By Emma Emeozor
NAMES of some top Nigerians allegedly owning mansions in London have been mentioned in a London newspaper.
This is even as President Muhammadu Buhari visits London tomorrow at the invitation of Prime Minister David Cameron, to participate in a global anti-corruption summit holding at Lancaster House.
The Mail on Sunday named former Governor of Kogi State, the late Prince Abubakar Audu and Chairman and Chief executive Officer of Global Fleet Group, Jimoh Ibrahim as owners of mansions on Bishops Avenue in Hampstead – known as “billionaires’ row” while former Governor of Bayelsa State, the late Diepreye Alamieyeseigha, was named as owner of a mansion in West Hampstead. It was not clear if the properties were products of corruption and money laundering.

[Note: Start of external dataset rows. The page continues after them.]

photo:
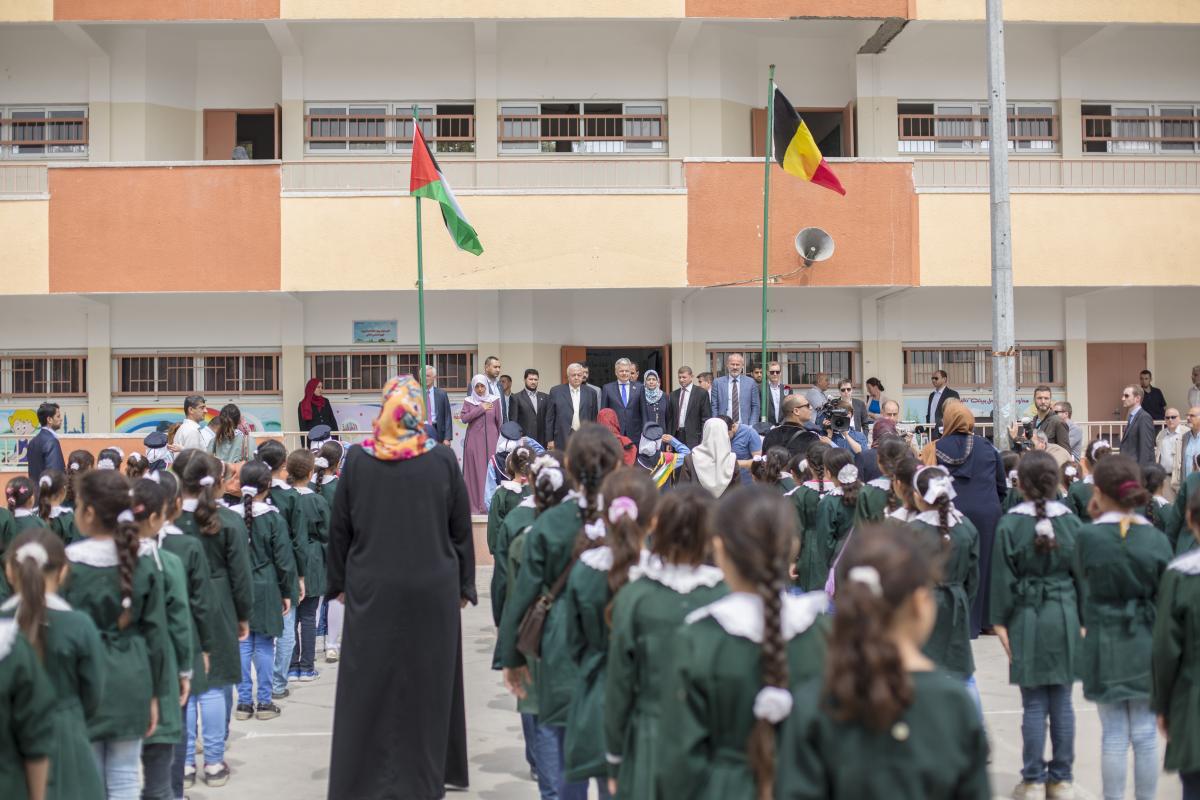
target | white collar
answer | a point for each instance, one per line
(598, 558)
(741, 614)
(933, 518)
(1116, 517)
(683, 578)
(1187, 564)
(1054, 509)
(94, 552)
(52, 601)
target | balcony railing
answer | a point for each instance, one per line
(929, 133)
(1149, 134)
(583, 133)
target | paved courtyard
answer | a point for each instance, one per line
(288, 757)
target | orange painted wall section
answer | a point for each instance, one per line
(165, 228)
(147, 10)
(785, 8)
(874, 227)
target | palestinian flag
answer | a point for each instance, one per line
(796, 150)
(427, 180)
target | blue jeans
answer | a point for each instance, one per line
(210, 708)
(283, 653)
(259, 650)
(1129, 722)
(119, 762)
(1041, 702)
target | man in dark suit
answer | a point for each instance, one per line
(689, 409)
(438, 408)
(45, 451)
(529, 407)
(1138, 440)
(937, 401)
(624, 397)
(568, 407)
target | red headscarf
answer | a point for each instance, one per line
(311, 400)
(607, 417)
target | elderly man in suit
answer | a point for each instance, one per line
(1138, 440)
(568, 407)
(689, 409)
(736, 395)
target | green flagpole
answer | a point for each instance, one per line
(420, 288)
(766, 230)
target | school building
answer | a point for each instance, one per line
(610, 155)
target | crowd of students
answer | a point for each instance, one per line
(809, 636)
(145, 605)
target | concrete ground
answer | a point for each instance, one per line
(288, 757)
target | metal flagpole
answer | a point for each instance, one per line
(1003, 365)
(420, 287)
(766, 233)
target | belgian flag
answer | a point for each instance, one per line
(797, 151)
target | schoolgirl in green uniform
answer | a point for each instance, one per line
(1121, 559)
(670, 582)
(1036, 609)
(883, 721)
(737, 659)
(1176, 672)
(948, 531)
(69, 647)
(124, 595)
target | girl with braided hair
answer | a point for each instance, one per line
(1121, 559)
(738, 659)
(123, 593)
(1035, 609)
(951, 534)
(883, 721)
(552, 545)
(612, 547)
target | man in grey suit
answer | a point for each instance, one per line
(1138, 440)
(735, 395)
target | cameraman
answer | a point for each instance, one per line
(1047, 422)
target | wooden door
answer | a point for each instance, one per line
(220, 134)
(1111, 366)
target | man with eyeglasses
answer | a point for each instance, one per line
(1168, 446)
(1138, 440)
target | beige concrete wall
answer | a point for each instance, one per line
(25, 233)
(1083, 240)
(529, 241)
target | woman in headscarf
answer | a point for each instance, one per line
(655, 402)
(400, 545)
(315, 409)
(712, 463)
(978, 474)
(481, 413)
(607, 417)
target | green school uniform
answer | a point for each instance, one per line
(715, 677)
(547, 553)
(73, 660)
(586, 597)
(937, 750)
(315, 511)
(1175, 691)
(227, 552)
(136, 657)
(179, 632)
(646, 615)
(1038, 596)
(1120, 578)
(949, 644)
(27, 719)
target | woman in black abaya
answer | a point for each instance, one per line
(401, 551)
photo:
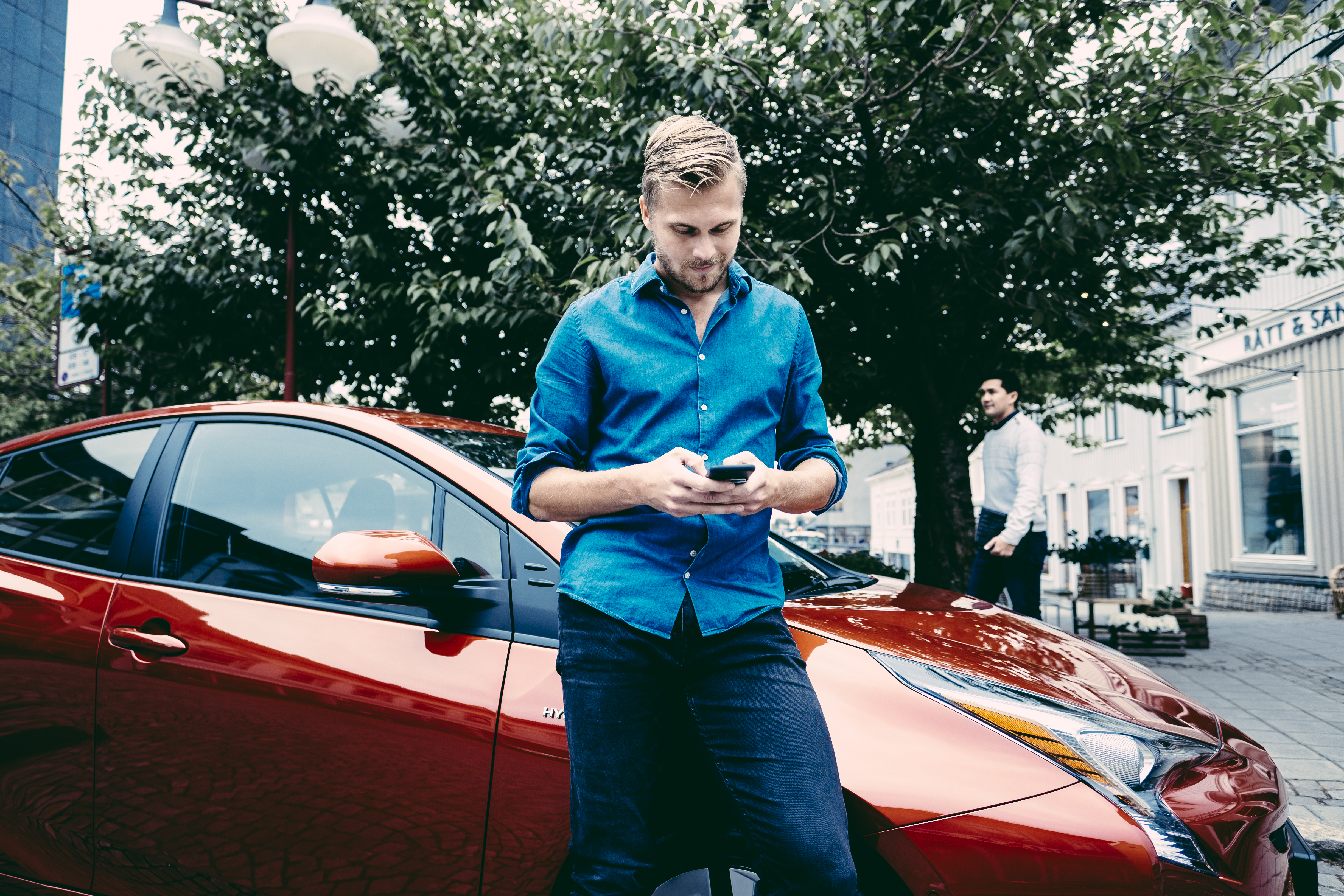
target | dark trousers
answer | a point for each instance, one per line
(1021, 573)
(698, 742)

But the report listed Nigeria as one of the countries worst affected by corruption. Meanwhile, the Executive Secretary of the Presidential Advisory Committee on Corruption, Professor Bolaji Owasanoye, while commenting on the global anti-corruption summit, said Britain had been a bolthole for numerous corrupt Nigerians, including former provincial governor James Ibori, jailed for 12 years in 2012 at Southwark Crown Court for money-laundering.
He spoke with Mail on Sunday at the weekend ahead of the summit. “It’s great Mr Cameron is taking this seriously. But Britain isn’t doing as much as it should, in terms of ending the secrecy and making its banks more accountable,” Owasanoye said.
Critics say the British government is not doing much in the fight against embezzlement of public funds and money laundering even as it hosts a global anti-corruption summit. Cameron has been accused of failing to order Britain’s tax-haven colonies to open up books.
According to the report, almost one in ten properties in Kensington, companies registered in such ‘secrecy jurisdictions’ own seven per cent in Westminster and five per cent in the City. It added that more than three-quarters of the owners of such property use offshore secrecy to hide their identities.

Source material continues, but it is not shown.